PERFECT DAYSのユウカのレビュー・感想・評価

PERFECT DAYS(2023年製作の映画)
3.9
わたしが生きる毎日に
形に残せるような日は
何日あるのだろう?

映画を見終わって最初に思ったことだ。


平井の毎日はとてもパーフェクトとはいえず、
同じことの繰り返しでとても羨ましいとは思えない。

休日も同じルーティンの繰り返し。
部屋で育てる植物は大きな変化がわかりにくいし感情もない。

もう少し、、生き物を飼ったりしてはどうか?
と思ってしまうほどだ。

平井は毎日、公園で同じアングルで写真を撮る。
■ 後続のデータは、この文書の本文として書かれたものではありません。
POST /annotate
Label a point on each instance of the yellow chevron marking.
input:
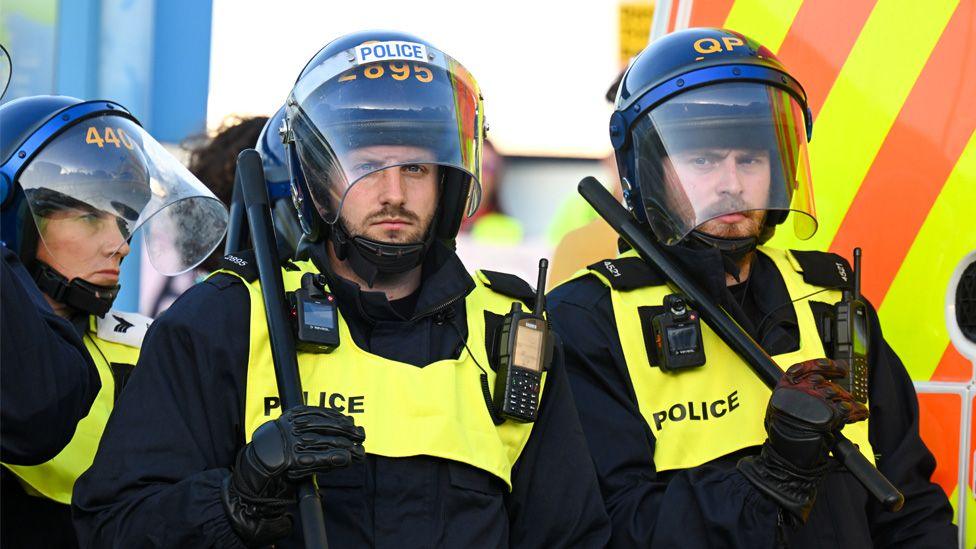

そして現像しては選別し、きれいに撮れたものだけを残す。

フィルムじゃなくてデジタルにすれば?
でもあの写真は彼にとっての「日々」だとしたら、
過ごしてから書き換えられる日々はなくて
それはまるでフィルムカメラのようだと思った。
(ただ、思い出に残したいのは「気に入った写真(日々)」だけなのかも)


そんな平井の何気ない毎日に訪れる
さまざまな変化たち。

トイレのまるばつゲーム
たかしに気になる女の子ができた日
その子にキスされた日
いつもの居酒屋が混んでいた日
にこが来ていつものルーティンが"2人"になった日々
想いを寄せていた人が、男を身を寄せていた日

女将の元夫に放った
「何も変わらないなんて
そんなことあるもんか
そんなふうにさせるもんか」

それは同じような毎日を送る平井にとって
どうかこの日々を無意味なものにしたくない
生きることには意味も、たのしみもある
という強い気持ちが込められた言葉だったと思う。

こもれびは一枚一枚の葉の重なり。
似たように見えても、同じものは一度とない。

これが平井の(もしかすると私たちの)日々そのものなのではないか。

最後の涙は
幸せか、諦めか 肯定か、否定か
まだ30年も生きていないわたしには
少し判断が難しい。

だからまずは、これからもう少し
自分が生きる日々とゆっくり向き合っていきたい。